Current guidelines recommend endoscopic glue injection as the first line of treatment for gastric variceal bleeding.
Although this technique has been shown to be effective, it is associated with many severe adverse events including systemic embolization, fever, chest pain, and even death. The rate of hemostasis has been reported to be as high as 91-100% but the rebleeding rate from gastric varices still present.
Endoscopic ultrasound (EUS) guided therapy has recently been introduced as a more effective and safer option than endoscopic therapy for gastric varices. EUS-guided therapy includes EUS guided Cyanoacrylate injection alone or in combination with EUS-guided coiling. It offers the advantage of directly visualizing the varices and delivering targeted therapy.
A standard endoscopic examination only allows the evaluation of superficial varices. The use of Endoscopic ultrasound facilitates evaluation of peri-gastric and perforating vessels, which are directly involved in variceal development. EUS also facilitates accurate placement of the coil and preserves the naturally formed splenorenal shunt.

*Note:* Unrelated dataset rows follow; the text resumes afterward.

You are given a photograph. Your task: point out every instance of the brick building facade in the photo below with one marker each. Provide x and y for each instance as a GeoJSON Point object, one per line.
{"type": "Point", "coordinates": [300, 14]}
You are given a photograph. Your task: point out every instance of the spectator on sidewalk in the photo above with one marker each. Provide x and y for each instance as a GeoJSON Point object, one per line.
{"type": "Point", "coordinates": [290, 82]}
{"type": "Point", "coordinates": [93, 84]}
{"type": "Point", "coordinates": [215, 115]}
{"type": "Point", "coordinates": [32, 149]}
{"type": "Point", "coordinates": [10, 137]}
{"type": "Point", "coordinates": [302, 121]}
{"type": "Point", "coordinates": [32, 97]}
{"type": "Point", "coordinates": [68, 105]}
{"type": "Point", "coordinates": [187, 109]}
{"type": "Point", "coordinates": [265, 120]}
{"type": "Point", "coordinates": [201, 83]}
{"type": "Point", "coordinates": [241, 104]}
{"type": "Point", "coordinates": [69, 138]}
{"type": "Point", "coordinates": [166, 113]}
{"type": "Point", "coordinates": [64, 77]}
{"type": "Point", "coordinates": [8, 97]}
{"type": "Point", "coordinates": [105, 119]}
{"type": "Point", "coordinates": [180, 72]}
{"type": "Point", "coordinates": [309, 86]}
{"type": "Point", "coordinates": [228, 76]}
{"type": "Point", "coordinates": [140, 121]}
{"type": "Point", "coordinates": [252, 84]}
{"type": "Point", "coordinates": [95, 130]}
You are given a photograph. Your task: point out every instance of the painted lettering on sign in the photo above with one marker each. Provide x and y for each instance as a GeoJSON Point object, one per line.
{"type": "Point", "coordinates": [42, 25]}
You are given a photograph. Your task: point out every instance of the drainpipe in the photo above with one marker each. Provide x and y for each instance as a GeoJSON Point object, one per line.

Balloon-occluded retrograde transvenous obliteration(BRTO) has been reported to achieve satisfactory bleeding control rates for isolated gastric varices with High hemostasis rates and low rebleeding rate.
Despite all these promising results, there are scarce studies describing and comparing the efficacy of EUS-guided therapy and BRTO in patients with gastric varices. Further prospective comparative studies are needed.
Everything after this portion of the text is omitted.